A great example of this healthy fear is one of my favorite quotes from one of my favorite books, The Lion, the Witch and the Wardrobe, by C.S. Lewis.  The children have just met Mr. and Mrs. Beaver and are learning about Aslan for the first time.

“Is—is he a man?” asked Lucy. 

“Aslan a man!” said Mr. Beaver sternly.  “Certainly not.  I tell you he is the King of the wood and the son of the great Emperor-beyond-the-Sea. Don’t you know who is the King of Beasts? Aslan is a lion—the Lion, the great Lion.”

“Ooh!” said Susan.  “I’d thought he was a man.  Is he—quite safe?  I shall feel rather nervous about meeting a lion.”

“That you will, dearie, and no mistake,” said Mrs. Beaver; “if there’s anyone who can appear before Aslan without their knees knocking, they’re either braver than most or else just silly.” 

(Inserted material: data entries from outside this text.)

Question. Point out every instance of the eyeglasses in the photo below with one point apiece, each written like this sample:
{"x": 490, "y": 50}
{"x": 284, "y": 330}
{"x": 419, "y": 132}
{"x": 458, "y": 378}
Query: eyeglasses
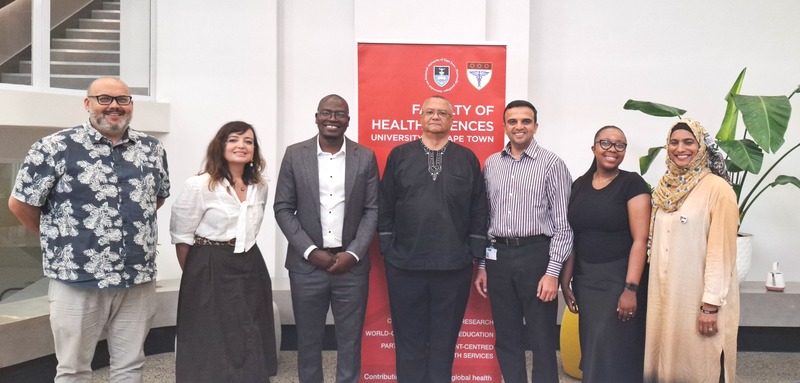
{"x": 337, "y": 115}
{"x": 105, "y": 99}
{"x": 606, "y": 144}
{"x": 430, "y": 112}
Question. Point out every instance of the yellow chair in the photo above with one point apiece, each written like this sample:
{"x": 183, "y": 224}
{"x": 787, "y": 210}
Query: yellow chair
{"x": 570, "y": 345}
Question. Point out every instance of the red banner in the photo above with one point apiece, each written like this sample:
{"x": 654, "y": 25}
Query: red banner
{"x": 393, "y": 81}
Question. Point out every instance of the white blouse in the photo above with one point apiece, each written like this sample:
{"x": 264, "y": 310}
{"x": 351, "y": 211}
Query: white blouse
{"x": 217, "y": 214}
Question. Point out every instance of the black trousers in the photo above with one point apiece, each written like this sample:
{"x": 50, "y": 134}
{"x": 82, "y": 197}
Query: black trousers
{"x": 427, "y": 310}
{"x": 519, "y": 315}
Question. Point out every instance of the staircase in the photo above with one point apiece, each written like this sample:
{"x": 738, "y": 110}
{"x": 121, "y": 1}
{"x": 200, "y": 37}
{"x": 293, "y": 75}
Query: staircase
{"x": 84, "y": 54}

“Then he isn’t safe?” said Lucy.

“Safe?” said Mr. Beaver; “don’t you hear what Mrs Beaver tells you?  Who said anything about safe? ‘Course he isn’t safe.  But he’s good.  He’s the King, I tell you.”  (Ch. 8)

Anyone who can stand before God without their knees knocking, they are just silly or don’t know Whom they’re facing!  

A healthy fear of the Lord combined with an appreciation of His promises helps us “work toward complete holiness.”

Prayer: Lord, thank You for Your great promises, for being with us, being our Father.  Help us to see You as You are, and let that motivate us to full devotion!